The recession and competition from online recruitment sites hit newspapers hard in 2001. Newspapers' print recruitment advertising tumbled 34.5% to $5.7 billion last year, according to the Newspaper Association of America. At the same time, online recruitment advertising increased by 19% to $877 million, after soaring 80% in 2000, says Charlene Li, research director-media and marketing at Forrester Research.

Mr. Jordan believes that online recruiters have taken share from newspapers' print want ads. "Newspapers have always felt that they owned the recruitment advertising pie," says Mr. Jordan, whose company revealed research earlier this year showing that only 41% of regular visitors to employment Web sites are also regular readers of newspaper want ads.

Newspapers are fighting back by bundling their want ads into Web sites with a national reach that can fight the likes of TMP's Monster and HotJobs, whose acquisition by Yahoo! became final in February.

Also, The New York Times Co. and Dow Jones and & Co. have linked up and in January began allowing employers to place want ads simultaneously on the Web sites of the Times Co.'s New York Times and Boston Globe, and Dow Jones' Wall Street Journal.

Even the NAA is linking its member newspapers via Bona Fide Classified (bonafideclassified.com), which provides access to those papers' online classifieds, including job ads.

"Bonafide Classified.com has two major functions," says Tony Marcella, NAA VP-classified advertising. "One is the opportunity to search over 1,100 individual newspapers' classified sections. ... The second allows newspapers that don't have real online placement capability to run recruitment advertising across the country, by using us as a portal."

CareerBuilder gets upwards of $20 million in ad support and this month put its account in review.
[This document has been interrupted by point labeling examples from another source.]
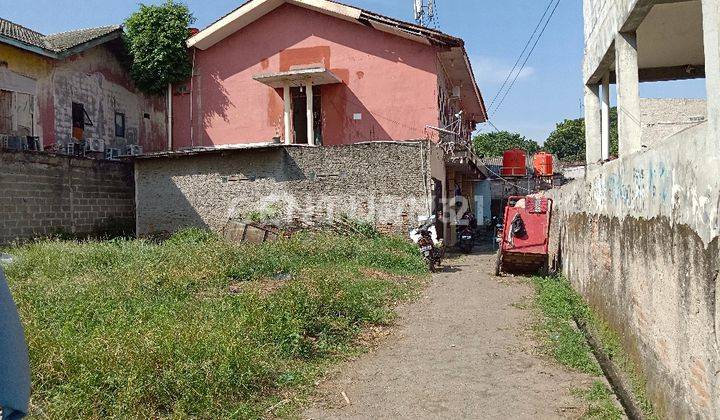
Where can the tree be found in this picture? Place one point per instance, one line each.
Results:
(155, 38)
(494, 144)
(567, 142)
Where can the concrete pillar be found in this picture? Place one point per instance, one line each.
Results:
(605, 113)
(287, 113)
(628, 93)
(593, 132)
(711, 36)
(310, 116)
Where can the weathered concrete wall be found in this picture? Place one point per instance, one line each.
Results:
(384, 182)
(43, 194)
(391, 81)
(662, 118)
(638, 237)
(94, 78)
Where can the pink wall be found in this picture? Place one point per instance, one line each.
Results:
(392, 81)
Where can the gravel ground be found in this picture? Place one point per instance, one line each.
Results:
(462, 351)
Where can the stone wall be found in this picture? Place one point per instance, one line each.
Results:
(42, 195)
(638, 238)
(388, 183)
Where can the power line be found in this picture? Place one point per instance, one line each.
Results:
(522, 54)
(537, 40)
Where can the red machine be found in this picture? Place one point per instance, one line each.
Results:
(524, 239)
(514, 163)
(543, 164)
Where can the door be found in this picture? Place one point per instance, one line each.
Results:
(299, 115)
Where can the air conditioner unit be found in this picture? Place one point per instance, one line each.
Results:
(112, 154)
(182, 90)
(15, 143)
(73, 149)
(131, 150)
(134, 150)
(33, 143)
(456, 92)
(95, 145)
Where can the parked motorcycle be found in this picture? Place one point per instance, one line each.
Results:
(466, 232)
(432, 249)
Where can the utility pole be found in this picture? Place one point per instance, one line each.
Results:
(425, 13)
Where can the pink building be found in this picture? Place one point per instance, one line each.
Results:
(372, 78)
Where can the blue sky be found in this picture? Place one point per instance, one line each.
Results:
(547, 91)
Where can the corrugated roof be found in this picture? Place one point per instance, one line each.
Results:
(56, 44)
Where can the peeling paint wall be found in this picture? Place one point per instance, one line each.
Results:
(94, 78)
(390, 81)
(638, 237)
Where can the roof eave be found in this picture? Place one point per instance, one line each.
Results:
(28, 47)
(216, 33)
(60, 55)
(91, 44)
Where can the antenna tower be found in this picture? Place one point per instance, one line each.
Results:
(425, 13)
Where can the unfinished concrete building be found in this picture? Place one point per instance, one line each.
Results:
(639, 234)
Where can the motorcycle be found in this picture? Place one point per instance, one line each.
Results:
(466, 232)
(432, 248)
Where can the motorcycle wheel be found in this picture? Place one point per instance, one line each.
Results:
(431, 265)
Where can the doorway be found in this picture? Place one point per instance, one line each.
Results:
(299, 115)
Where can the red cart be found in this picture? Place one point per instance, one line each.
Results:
(523, 241)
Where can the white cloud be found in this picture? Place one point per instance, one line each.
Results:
(493, 70)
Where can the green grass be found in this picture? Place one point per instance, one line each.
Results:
(195, 326)
(600, 404)
(559, 305)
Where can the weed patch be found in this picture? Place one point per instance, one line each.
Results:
(195, 326)
(560, 305)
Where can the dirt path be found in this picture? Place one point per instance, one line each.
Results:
(463, 351)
Incumbent Martin Agency, Richmond, Va., part of Interpublic Group of Cos., declined to participate in the review.

Newspapers' intensified online efforts reveal that the "industry is going where the customers are," says Charlie Diederich, NAA director of recruitment classified advertising. "If, in fact, the end game is that everything is going to the Internet, then we have to go there, too."